While there’s a lot of evocative meaning behind the Monarch title, you can’t exactly say the same about its lead single, “Louisiana Crawfish Boil.” This was an intentional choice. Maria-Therese doesn’t have a cultural connection to Louisiana, and the track never mentions the Bayou State – just a general image of a boiling pot, symbolizing her life bubbling over with chaos as she reprimands an ex. She stuck a potentially misleading title on the single because she wanted people to look past the surface to really see and understand her – including those in the industry.
“You always have a lot of people telling you what the right step is, what the right thing to do is, what music to lean into. And for anybody, it can be overwhelming at times. People maybe weren’t hearing me,” she says. “So I was like, ‘Let me let me call it this, and be aloof with it and just see if people actually hear what it is.’ I think a lot of what I create is so much deeper than the title usually comes across. I think that’s just who I am as a person: at first glance, you never really can tell what’s happening beneath the surface.”
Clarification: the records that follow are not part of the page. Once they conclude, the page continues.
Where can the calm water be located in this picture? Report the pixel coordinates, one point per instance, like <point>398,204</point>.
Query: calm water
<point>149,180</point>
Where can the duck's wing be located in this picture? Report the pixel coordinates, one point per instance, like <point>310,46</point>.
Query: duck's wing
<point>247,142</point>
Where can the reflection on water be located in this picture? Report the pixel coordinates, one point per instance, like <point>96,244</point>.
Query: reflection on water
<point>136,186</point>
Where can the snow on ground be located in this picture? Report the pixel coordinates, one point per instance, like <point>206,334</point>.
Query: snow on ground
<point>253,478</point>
Maria-Therese spoke quite a bit about her musical inspirations, but a lot of the lyrical journey she goes through on Monarch was inspired by a different form of media altogether. A huge Studio Ghibli superfan, she names Hayao Miyazaki’s 2004 film Howl’s Moving Castle as her all-time favourite movie. She’s always related to its themes, but they became even more prevalent with recent events in her life.
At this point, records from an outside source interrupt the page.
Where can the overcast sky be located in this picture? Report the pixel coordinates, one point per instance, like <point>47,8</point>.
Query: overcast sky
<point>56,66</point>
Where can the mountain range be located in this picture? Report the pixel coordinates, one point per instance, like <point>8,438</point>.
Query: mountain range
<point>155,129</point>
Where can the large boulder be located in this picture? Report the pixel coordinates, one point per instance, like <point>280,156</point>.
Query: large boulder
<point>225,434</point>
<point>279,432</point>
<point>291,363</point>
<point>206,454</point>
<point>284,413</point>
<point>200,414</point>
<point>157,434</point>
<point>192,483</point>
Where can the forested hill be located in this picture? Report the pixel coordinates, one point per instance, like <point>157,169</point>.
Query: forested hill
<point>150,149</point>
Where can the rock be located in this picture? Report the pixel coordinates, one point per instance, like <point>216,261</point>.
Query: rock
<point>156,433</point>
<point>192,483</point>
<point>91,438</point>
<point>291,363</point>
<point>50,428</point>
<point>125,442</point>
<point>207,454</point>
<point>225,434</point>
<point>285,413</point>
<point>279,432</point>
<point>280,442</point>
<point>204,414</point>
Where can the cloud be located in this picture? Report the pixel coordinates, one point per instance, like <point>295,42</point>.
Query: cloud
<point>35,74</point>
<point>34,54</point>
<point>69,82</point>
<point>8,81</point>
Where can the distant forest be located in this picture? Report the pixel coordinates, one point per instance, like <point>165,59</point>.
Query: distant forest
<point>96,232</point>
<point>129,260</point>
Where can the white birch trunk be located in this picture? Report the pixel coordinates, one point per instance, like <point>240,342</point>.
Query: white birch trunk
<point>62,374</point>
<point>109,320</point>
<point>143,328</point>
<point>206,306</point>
“The main girl, Sophie, is overlooked. She’s an underdog. Nobody really cares about her or thinks she’s beautiful and she doesn’t have a lot of self-confidence, but towards the end of the film, she’s like, ‘No, I deserve love. I’m going to get my man and I’m going to ignore all the negativity and the things that people kind of just project onto me,’” she says. “I relate to that movie a lot –I have a wooden music box that plays the soundtrack of it, which is super cute.”
If there’s one thing that really sells Maria-Therese’s music, though, it’s her emotive vocals – just check out any of her social media pages for a wealth of outstanding covers. It’s something that she’s most excited to demonstrate when she heads out on the road.
“I pride myself on being a really good performer. I love it. I think that’s where I feel most at home. So, the live shows are going to live up to the records for sure. I think that’s an important thing for me; it has to sound just as good as it does on your Spotify, on your Apple,” she says. “And I’m always working on music, so there are a lot of projects in the works and I think it’s just going to keep on elevating.”